I finished the first volume by 1am. Was I too scared to sleep afterward? No way. The only thing that kept me up was trying to figure out why I was so underwhelmed by the comic.

The series begins with a great premise—vampires go on a thirty day feeding spree in Barrow, Alaska, during the darkest part of winter, when the sun will not rise for another thirty days—and at first glance Ben Templesmith’s graphics look stunning, crowded with expressionistic Nosferatu vampires against brushed and splattered grey-black backgrounds.

But on both levels—narratively and visually—30 Days of Night is unrewarding.

The problem with Steve Niles’s writing is its flatness. Aside from a few pages early in the book (when the sheriff spots the vampire swarm approaching, each panel a closer shot than the one before, ending with a horrific close-up of the vampires looking like Edward Gorey’s creatures on steroids)—aside from a few sequences like that, the pacing is flat. There is no rising tension, no build-up of suspense. We know everything we need to know by the end of the first few pages.
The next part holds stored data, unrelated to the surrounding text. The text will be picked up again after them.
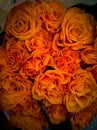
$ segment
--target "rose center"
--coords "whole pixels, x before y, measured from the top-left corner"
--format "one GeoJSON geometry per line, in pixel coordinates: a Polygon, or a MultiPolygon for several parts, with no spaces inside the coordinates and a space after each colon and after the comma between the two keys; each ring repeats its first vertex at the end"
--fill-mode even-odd
{"type": "Polygon", "coordinates": [[[75,37],[81,35],[81,31],[78,28],[73,28],[70,33],[71,33],[71,35],[73,35],[75,37]]]}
The graphics likewise have a plodding sense of sameness about them. However vivid, frenzied, and edgy they are, it’s the same panel, over and over and over. There’s no sense of motion. Even when a panel depicts a vampire in the act of gutting a human, blood splattering all over the page, there’s a still-life sense about the scene. Visually, it’s beautiful, the fast strokes and scribbled outlines recalling the Muromachi Period in Japanese painting in the 14th and 15th centuries. But such dark beauty fails to create visual tension between panels. The images are too frantic, too much of the time, and the effect is a grinding repetition that, however much it may resemble the bleak sameness of the northern wastes of Alaska, sacrifices storytelling for the sake of artistry.